[R6RS] Unicode titlecase algorithm

Thu May 10 07:20:54 EDT 2007

Mike wrote:
> We decided to adopt Will's suggestion of adopting the official Unicode
> titlecase algorithm.  Unfortunately, I can't find a specification of it
> on the web right now: The Unicode site says PDFs for the standard are
> temporarily offline.  Could somebody help me out?

If you're asking for citations, you should cite:

    the main Unicode standard (currently 5.0)
    Unicode Standard Annex #29
        ( http://www.unicode.org/reports/tr29/ )

If you're asking for a simple specification of the
algorithm, there isn't one.  About the best you can
do is to change the sentence that, in 5.92, says

    The string-titlecase procedure converts the
    first character to title case in each
    contiguous sequence of cased characters
    within string, and it downcases all other
    cased characters; for the purposes of
    detecting cased-character sequences,
    case-ignorable characters are ignored (i.e.
    they do not interrupt the sequence).

to

    The string-titlecase procedure converts the
    first cased character of each word to title
    case, and downcases all other cased characters.

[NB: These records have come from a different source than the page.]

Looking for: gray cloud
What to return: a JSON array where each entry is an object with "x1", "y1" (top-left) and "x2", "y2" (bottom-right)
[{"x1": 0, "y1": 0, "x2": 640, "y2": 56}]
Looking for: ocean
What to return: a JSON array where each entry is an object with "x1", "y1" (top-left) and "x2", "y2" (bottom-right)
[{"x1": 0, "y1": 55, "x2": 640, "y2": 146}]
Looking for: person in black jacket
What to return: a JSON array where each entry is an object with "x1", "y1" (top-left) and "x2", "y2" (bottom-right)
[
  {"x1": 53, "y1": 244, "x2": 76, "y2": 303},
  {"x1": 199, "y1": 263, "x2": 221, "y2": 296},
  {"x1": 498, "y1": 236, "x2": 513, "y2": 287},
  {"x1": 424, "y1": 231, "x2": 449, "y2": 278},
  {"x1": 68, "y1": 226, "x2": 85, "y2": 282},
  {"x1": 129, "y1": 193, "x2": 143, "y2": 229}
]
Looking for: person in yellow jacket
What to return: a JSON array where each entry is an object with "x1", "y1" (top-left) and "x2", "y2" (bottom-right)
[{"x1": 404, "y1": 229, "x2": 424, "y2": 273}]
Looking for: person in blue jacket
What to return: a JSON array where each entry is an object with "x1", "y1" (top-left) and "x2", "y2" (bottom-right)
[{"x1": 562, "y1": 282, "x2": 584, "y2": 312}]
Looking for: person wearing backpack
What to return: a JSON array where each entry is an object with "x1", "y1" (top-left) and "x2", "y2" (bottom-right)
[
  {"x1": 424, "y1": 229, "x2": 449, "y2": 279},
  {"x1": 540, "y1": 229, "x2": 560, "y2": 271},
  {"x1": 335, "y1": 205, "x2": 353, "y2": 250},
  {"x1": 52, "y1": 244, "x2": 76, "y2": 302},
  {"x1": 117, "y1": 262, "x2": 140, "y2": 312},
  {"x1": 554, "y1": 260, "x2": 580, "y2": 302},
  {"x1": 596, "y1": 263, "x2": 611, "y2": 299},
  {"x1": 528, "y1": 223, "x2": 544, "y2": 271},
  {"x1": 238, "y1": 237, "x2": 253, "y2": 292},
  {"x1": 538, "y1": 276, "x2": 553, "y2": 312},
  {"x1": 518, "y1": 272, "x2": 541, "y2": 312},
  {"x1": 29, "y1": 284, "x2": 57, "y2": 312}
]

That sounds simple, but the hair lies in the
definition of a word.  The Unicode standard
explicitly defers to UAX 29 on this point, and
the definition of a word in UAX 29 is neither
simple nor categorical.  (In particular, word
breaking is allowed to be locale-sensitive.)

The fact that the Unicode committee understands
that categorical specifications are not always
desirable does not bother me, of course; I point
it out only because it might bother some of the
other editors.

I guess I should also point out that UAX 29 is
implicitly part of the specification for both
string-downcase and string-foldcase, since the
casing of Greek sigma is defined with respect to
word breaks, which are defined by UAX 29.

Will